Zur Dauer der beiden Phasen hat sich der Bundesrat noch nicht geäussert. In der bundesrätlichen Medienmitteilung ebenfalls noch nicht angesprochen wird die Frage, ob gegen die investitionskontrollrechtlichen Entscheide Rechtsmittel zur Verfügung stehen sollen. Vor dem Hintergrund der Ausführungen zu den Ausgestaltungen einer möglichen Schweizer Investitionskontrolle im bundesrätlichen Bericht von 2019 ist jedoch zu vermuten, dass ein ordentlicher Beschwerdeweg vorgesehen werden soll.
Ausblick
Der Bundesrat hat angekündigt, die Vernehmlassungsvorlage voraussichtlich Ende März 2022 zu präsentieren. Für die Investitionskontrolle soll ein neues und eigenständiges Bundesgesetz geschaffen werden, das auch Instrumente enthält, die Kooperationen und gegenseitige Ausnahmen von der Investitionskontrolle mit anderen Staaten ermöglichen. Ob eine Investitionskontrolle in der Schweiz letztlich eingeführt wird und, falls ja, ob diese sich an den hier vorgestellten Eckwerten orientiert, dürfte sich erst im Verlauf der parlamentarischen Debatten zeigen. Mit einer Einführung der Investitionskontrolle ist in jedem Fall aber frühestens 2023 zu rechnen.

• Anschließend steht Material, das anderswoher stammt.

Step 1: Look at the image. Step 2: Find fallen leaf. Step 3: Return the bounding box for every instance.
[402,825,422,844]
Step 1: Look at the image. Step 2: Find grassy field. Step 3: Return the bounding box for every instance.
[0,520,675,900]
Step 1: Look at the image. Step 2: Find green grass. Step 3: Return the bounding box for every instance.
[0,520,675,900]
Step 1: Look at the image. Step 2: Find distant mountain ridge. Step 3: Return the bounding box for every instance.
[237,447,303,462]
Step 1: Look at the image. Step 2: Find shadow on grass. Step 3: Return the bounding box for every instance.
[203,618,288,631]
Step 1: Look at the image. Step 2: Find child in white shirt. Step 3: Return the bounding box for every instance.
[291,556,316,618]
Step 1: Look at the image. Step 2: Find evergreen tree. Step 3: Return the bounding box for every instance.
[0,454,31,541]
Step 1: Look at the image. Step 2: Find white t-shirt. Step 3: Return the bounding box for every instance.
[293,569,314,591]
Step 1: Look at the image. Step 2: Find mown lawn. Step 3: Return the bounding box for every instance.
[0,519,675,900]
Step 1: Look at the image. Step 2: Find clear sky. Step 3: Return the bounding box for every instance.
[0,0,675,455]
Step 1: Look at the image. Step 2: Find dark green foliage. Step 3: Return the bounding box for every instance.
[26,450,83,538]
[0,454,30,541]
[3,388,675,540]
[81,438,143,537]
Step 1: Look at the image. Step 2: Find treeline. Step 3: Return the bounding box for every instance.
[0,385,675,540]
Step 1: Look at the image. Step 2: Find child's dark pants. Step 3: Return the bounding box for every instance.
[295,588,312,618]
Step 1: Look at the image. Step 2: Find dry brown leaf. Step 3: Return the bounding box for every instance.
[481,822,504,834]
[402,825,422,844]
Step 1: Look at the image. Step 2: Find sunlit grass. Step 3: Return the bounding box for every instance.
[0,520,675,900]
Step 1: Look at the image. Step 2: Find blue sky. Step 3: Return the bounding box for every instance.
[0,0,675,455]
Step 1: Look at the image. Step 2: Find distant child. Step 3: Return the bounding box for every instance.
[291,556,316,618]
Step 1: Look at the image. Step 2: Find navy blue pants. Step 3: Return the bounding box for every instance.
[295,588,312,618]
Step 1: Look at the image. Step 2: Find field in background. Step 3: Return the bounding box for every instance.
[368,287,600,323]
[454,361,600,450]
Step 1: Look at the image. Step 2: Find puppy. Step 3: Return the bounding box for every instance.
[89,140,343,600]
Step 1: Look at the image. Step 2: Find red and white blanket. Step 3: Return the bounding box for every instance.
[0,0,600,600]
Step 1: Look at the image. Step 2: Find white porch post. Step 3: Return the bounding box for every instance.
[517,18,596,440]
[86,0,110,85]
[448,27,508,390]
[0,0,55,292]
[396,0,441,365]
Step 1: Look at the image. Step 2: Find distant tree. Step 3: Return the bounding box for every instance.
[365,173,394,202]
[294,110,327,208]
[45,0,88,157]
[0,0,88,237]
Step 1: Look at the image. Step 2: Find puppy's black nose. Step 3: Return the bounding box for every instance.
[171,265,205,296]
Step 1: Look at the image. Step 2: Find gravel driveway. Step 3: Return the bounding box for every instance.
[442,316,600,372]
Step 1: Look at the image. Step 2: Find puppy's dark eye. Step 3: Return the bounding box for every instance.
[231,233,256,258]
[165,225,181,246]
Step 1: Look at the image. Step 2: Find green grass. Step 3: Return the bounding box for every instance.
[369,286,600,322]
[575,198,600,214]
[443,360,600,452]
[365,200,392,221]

Bei Einführung einer Schweizer Investitionskontrolle müssten ausländische Investoren im Hinblick auf geplante Investitionen in Schweizer Unternehmen neben der fusionskontrollrechtlichen Meldepflicht auch die investitionskontrollrechtliche Meldepflicht prüfen. Je nach konkreter Ausgestaltung der Aufgreifkriterien könnten die Meldepflichten parallel oder jeweils einzeln bestehen. Die vom Bundesrat präsentierten Eckwerte geben Aufschluss über die grundsätzlich vorgesehene Stossrichtung, lassen jedoch verschiedene zentrale Fragen unbeantwortet. Viele dieser Fragen dürften mit der Vernehmlassungsvorlage beantwortet werden. Aus Sicht der Praxis bleibt im Dienste der Rechtssicherheit zu hoffen, dass der Bundesrat mit der Vorlage den im Rahmen des Genehmigungsverfahrens zu prüfenden Gefährdungs- und Bedrohungstatbeständen sowie wesentlichen Wettbewerbsverzerrungen genügend konkrete Konturen bzw. Beurteilungskriterien verleiht.